Origines du suffixe «phobie»

De quelles abysses le suffixe «phobie» a-t-il été tiré? Sur le plan politique, il n’a été utilisé qu’au XXe siècle; tout d’abord sous la forme de «xénophobie» (phobie de l’étranger), mot apparu pour la première fois en français dans le Nouveau Larousse Illustré, éditions de 1904-1907. Mais c’est surtout dans les années 1970 qu’il a été plus largement utilisé, en Suisse pour qualifier l’«initiative xénophobe» de James Schwarzenbach (précurseur des actuels démago-nationalistes européens et américains), en France pour illustrer les propos d’un certain Jean-Marie Le Pen, alors obscur ex-député poujadiste, nostalgique de l’Algérie française et ramasseur de groupuscules d’extrême-droite sous la bannière «Front national».

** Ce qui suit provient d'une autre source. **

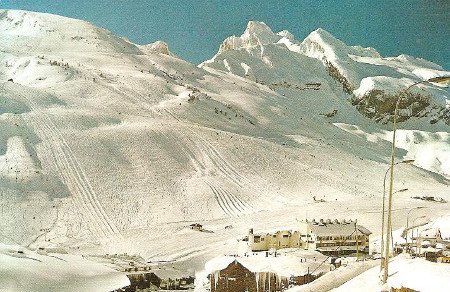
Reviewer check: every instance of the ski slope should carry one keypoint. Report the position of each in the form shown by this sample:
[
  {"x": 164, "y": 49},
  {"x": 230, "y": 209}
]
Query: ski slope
[{"x": 110, "y": 147}]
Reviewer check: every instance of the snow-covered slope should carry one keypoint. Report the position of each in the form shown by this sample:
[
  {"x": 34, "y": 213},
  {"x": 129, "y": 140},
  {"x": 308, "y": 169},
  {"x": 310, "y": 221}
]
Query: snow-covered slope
[
  {"x": 26, "y": 270},
  {"x": 372, "y": 82},
  {"x": 107, "y": 146}
]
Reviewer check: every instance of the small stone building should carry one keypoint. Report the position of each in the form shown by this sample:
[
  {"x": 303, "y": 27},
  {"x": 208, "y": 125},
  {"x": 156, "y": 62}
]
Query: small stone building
[
  {"x": 262, "y": 272},
  {"x": 326, "y": 236}
]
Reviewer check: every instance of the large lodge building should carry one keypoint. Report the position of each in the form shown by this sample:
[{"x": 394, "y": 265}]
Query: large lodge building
[{"x": 326, "y": 236}]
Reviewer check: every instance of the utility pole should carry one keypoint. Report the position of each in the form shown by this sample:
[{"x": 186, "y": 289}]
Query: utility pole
[
  {"x": 441, "y": 80},
  {"x": 357, "y": 244}
]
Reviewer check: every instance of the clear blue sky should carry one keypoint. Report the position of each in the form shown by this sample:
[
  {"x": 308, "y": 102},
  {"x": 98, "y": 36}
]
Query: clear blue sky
[{"x": 194, "y": 29}]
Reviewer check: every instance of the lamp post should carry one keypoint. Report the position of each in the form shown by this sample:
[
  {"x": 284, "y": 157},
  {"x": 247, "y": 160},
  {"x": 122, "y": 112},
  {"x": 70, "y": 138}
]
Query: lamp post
[
  {"x": 407, "y": 220},
  {"x": 408, "y": 161},
  {"x": 440, "y": 80},
  {"x": 417, "y": 234}
]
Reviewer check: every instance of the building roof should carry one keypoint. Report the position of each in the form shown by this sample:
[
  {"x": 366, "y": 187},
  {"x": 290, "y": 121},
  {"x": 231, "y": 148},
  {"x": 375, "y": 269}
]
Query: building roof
[{"x": 337, "y": 229}]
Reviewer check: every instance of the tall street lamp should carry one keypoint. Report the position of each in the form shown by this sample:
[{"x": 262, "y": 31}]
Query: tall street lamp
[
  {"x": 442, "y": 80},
  {"x": 407, "y": 220},
  {"x": 408, "y": 161}
]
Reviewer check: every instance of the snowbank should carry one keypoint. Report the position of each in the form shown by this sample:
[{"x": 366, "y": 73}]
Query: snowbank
[{"x": 25, "y": 270}]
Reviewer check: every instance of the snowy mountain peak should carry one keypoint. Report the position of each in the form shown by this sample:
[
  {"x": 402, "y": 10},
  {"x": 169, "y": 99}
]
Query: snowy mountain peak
[
  {"x": 321, "y": 44},
  {"x": 256, "y": 33},
  {"x": 258, "y": 27},
  {"x": 286, "y": 34}
]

Depuis, ce suffixe n’a cessé de prospérer pour y être apprêté aux sauces les plus diverses, empreintes souvent de saveur religieuse, air du temps oblige: islamophobie, judéophobie, cathophobie, christophobie; voire pimentée de nationalisme: americanophobie, europhobie, germanophobie, francophobie, helvétophobie, sinophobie. Il doit certainement exister des phobophobiques, celles et ceux qui développent l’horreur panique des phobiques.

Le suffixe «phobie» est tellement utilisé qu’il devient un signe de temps. Serait-ce dû à l’augmentation du nombre de cas souffrant de véritables troubles phobiques (selon le site Cairn-Info)? Ce genre de terminologie jusqu’alors réservé au monde médical se répandrait ainsi dans la population qui le transformerait en un nouveau «lieu commun».

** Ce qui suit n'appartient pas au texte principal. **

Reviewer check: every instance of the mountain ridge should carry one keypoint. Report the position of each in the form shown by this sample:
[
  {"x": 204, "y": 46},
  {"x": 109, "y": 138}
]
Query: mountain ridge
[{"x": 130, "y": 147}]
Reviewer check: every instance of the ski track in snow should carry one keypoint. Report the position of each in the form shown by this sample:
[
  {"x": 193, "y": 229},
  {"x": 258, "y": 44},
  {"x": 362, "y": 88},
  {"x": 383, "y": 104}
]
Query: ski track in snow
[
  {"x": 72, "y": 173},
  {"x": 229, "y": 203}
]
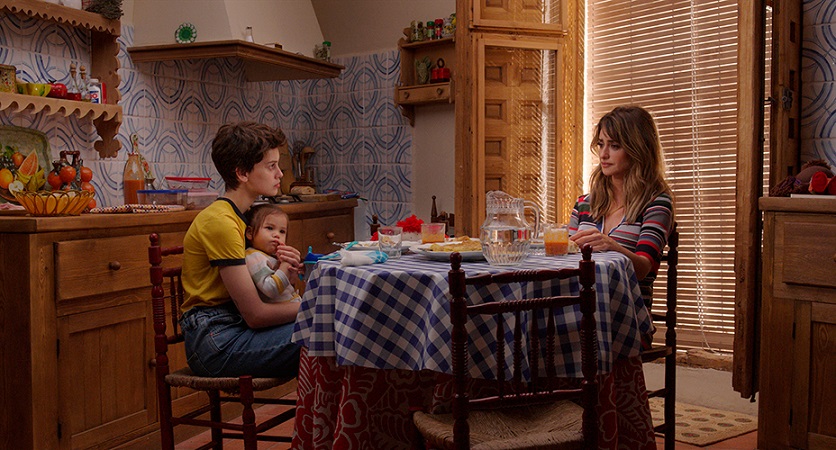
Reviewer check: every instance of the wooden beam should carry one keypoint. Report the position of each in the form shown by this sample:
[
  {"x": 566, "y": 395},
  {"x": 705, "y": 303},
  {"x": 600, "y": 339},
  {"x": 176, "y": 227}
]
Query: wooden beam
[{"x": 749, "y": 182}]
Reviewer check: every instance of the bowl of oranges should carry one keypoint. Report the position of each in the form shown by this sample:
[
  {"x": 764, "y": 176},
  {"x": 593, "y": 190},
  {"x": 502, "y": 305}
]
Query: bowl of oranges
[{"x": 54, "y": 203}]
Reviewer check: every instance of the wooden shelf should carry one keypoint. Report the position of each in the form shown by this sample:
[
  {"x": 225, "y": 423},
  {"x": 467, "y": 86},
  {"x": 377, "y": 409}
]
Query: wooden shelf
[
  {"x": 62, "y": 14},
  {"x": 107, "y": 118},
  {"x": 261, "y": 63},
  {"x": 104, "y": 66},
  {"x": 409, "y": 94},
  {"x": 426, "y": 44}
]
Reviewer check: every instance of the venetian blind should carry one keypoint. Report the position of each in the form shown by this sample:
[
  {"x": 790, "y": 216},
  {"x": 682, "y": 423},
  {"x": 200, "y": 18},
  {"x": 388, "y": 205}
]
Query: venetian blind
[{"x": 677, "y": 58}]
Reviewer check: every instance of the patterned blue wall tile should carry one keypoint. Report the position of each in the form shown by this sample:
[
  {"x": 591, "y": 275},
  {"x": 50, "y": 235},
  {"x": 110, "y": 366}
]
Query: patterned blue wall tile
[
  {"x": 177, "y": 106},
  {"x": 818, "y": 53},
  {"x": 818, "y": 12}
]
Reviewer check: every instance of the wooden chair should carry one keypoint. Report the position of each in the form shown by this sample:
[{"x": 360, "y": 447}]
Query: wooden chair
[
  {"x": 534, "y": 414},
  {"x": 667, "y": 349},
  {"x": 166, "y": 299}
]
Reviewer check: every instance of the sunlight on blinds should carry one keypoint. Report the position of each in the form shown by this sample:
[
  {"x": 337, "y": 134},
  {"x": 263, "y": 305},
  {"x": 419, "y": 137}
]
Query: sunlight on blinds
[{"x": 677, "y": 58}]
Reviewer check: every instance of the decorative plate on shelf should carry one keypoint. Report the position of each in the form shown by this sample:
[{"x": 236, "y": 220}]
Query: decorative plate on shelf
[
  {"x": 24, "y": 141},
  {"x": 186, "y": 33}
]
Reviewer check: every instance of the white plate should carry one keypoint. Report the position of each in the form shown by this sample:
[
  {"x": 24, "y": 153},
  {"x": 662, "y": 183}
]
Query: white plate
[
  {"x": 423, "y": 249},
  {"x": 372, "y": 245}
]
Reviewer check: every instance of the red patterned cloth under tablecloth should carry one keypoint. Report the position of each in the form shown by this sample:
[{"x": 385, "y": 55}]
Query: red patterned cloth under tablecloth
[{"x": 352, "y": 407}]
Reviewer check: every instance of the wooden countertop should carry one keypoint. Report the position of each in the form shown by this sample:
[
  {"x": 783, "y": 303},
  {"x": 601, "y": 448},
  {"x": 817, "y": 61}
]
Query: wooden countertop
[
  {"x": 824, "y": 205},
  {"x": 30, "y": 224}
]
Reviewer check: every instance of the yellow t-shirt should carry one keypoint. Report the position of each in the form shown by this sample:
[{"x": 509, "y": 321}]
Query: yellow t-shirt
[{"x": 215, "y": 239}]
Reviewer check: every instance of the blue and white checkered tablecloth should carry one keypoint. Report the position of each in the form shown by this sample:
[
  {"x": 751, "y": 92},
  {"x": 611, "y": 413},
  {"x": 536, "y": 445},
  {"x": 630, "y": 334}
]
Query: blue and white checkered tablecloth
[{"x": 396, "y": 315}]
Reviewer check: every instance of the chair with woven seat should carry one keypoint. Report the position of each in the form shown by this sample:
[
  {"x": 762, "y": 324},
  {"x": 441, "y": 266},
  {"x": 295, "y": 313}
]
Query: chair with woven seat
[
  {"x": 166, "y": 299},
  {"x": 666, "y": 350},
  {"x": 520, "y": 414}
]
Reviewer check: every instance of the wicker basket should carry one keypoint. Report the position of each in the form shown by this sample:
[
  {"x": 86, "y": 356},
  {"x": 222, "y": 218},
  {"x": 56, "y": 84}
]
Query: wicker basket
[{"x": 54, "y": 203}]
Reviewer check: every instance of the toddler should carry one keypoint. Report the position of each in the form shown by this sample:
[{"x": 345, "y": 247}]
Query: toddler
[{"x": 266, "y": 231}]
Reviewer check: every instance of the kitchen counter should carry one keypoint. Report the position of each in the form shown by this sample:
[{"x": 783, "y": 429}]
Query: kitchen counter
[{"x": 75, "y": 317}]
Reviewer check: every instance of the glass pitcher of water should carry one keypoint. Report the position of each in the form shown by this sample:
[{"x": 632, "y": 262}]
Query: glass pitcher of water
[{"x": 506, "y": 236}]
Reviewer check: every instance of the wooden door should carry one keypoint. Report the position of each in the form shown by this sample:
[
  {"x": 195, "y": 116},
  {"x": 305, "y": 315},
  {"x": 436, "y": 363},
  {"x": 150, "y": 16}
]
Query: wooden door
[
  {"x": 813, "y": 418},
  {"x": 106, "y": 385},
  {"x": 516, "y": 123},
  {"x": 519, "y": 105}
]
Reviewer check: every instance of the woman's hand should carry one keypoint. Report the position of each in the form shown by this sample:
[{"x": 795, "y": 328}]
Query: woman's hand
[{"x": 600, "y": 242}]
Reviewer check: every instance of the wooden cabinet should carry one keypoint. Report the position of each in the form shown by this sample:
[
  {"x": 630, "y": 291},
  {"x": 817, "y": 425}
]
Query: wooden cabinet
[
  {"x": 76, "y": 322},
  {"x": 104, "y": 65},
  {"x": 319, "y": 225},
  {"x": 409, "y": 93},
  {"x": 798, "y": 322}
]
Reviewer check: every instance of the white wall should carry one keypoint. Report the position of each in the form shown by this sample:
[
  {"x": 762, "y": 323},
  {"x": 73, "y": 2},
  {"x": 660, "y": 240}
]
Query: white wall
[{"x": 291, "y": 23}]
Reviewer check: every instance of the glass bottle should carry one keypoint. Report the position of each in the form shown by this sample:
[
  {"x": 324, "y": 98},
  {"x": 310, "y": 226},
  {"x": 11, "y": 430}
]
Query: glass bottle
[
  {"x": 133, "y": 178},
  {"x": 326, "y": 49},
  {"x": 73, "y": 93}
]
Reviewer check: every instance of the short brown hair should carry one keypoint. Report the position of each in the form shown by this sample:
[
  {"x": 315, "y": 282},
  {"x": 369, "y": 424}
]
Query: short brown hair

Entre les intolérances alimentaires dont se plaignent un nombre croissant de patients et les intolérances religieuses ou idéologique qui accablent les médias, existerait-il un lien symbolique, une sorte de trame qui raconterait notre époque? Après tout, il n’est pas étonnant que ce monde éruptif nous donne des boutons!